Rethinking Analytical Processing in the GPU Era

Authors:
Bobbi Yogatama, Yifei Yang, Kevin Kristensen, Devesh Sarda, Abigale Kim, Adrian Cockcroft, Yu Teng, Joshua Patterson, Gregory Kimball, Wes McKinney, Weiwei Gong, Xiangyao Yu
Abstract

The era of GPU-powered data analytics has arrived. In this paper, we argue that recent advances in hardware (e.g., larger GPU memory, faster interconnect and IO, and declining cost) and software (e.g., composable data systems and mature libraries) have removed the key barriers that have limited the wider adoption of GPU data analytics.
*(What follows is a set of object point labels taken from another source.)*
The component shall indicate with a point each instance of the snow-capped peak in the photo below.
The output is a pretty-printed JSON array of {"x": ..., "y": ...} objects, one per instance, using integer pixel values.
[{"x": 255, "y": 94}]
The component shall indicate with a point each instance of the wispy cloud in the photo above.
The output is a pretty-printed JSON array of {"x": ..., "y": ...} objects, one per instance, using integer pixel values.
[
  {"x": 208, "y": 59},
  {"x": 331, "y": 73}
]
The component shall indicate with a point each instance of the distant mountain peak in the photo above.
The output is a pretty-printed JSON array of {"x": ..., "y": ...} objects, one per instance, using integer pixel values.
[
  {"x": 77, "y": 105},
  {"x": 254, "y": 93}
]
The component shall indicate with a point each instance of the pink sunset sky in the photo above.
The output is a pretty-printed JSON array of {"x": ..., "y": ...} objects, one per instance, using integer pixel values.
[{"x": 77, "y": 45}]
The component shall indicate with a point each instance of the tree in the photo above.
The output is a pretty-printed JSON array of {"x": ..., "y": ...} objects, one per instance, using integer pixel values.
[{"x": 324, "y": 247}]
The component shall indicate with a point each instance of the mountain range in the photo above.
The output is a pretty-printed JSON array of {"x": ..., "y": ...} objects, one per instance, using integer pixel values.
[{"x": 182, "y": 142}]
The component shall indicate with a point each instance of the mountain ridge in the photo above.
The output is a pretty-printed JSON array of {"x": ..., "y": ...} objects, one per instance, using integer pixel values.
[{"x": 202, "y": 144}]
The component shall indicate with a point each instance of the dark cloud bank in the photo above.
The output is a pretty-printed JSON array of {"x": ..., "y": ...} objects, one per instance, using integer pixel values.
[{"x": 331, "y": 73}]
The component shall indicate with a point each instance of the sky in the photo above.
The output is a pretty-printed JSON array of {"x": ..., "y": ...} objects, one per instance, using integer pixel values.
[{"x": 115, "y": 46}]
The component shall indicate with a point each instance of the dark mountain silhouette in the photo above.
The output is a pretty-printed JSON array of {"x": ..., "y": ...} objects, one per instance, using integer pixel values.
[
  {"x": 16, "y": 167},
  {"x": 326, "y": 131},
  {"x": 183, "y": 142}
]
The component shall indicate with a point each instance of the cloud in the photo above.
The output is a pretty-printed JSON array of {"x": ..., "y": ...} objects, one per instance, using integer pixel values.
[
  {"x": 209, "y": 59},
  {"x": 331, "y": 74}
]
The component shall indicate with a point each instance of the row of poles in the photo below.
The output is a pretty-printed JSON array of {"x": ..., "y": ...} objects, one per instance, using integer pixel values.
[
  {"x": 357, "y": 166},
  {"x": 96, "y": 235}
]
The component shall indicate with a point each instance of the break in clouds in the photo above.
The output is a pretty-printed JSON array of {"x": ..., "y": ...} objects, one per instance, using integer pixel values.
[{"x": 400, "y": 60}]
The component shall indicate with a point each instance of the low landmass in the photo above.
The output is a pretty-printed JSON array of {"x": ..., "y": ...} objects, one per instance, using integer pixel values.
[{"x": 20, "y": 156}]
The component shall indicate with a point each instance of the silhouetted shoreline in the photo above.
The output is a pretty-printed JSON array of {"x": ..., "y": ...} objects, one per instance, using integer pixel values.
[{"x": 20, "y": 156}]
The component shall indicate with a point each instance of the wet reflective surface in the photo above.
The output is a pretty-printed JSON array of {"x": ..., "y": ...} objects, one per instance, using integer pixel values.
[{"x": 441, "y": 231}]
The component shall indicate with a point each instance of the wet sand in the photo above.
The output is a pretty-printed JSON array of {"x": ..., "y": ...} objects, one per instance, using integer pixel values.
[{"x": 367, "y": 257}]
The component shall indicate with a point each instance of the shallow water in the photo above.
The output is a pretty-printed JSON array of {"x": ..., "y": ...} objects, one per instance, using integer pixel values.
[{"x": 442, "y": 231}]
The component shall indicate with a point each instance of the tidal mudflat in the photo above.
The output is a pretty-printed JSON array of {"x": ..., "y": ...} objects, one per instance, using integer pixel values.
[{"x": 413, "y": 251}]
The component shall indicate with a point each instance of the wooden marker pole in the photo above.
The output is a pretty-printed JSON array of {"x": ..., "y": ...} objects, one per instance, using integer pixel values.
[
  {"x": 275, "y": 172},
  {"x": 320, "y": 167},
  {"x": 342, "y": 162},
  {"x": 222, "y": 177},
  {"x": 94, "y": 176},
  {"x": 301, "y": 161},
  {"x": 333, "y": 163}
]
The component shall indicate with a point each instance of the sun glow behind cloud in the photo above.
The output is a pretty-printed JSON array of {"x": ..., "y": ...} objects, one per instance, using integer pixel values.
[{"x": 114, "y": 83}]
We present Sirius, a prototype open-source GPU-native SQL engine that offers drop-in acceleration for diverse data systems. Sirius treats GPU as the primary engine and leverages libraries like libcudf for high-performance relational operators. It provides drop-in acceleration for existing databases by leveraging the standard Substrait query representation, replacing the CPU engine without changing the user-facing interface. Sirius achieves 8.3× and 7.4× better cost efficiency on TPC-H and ClickBench, respectively, when integrated with single-node DuckDB, and delivers up to 12.5× speedup when integrated with Apache Doris distributed engine.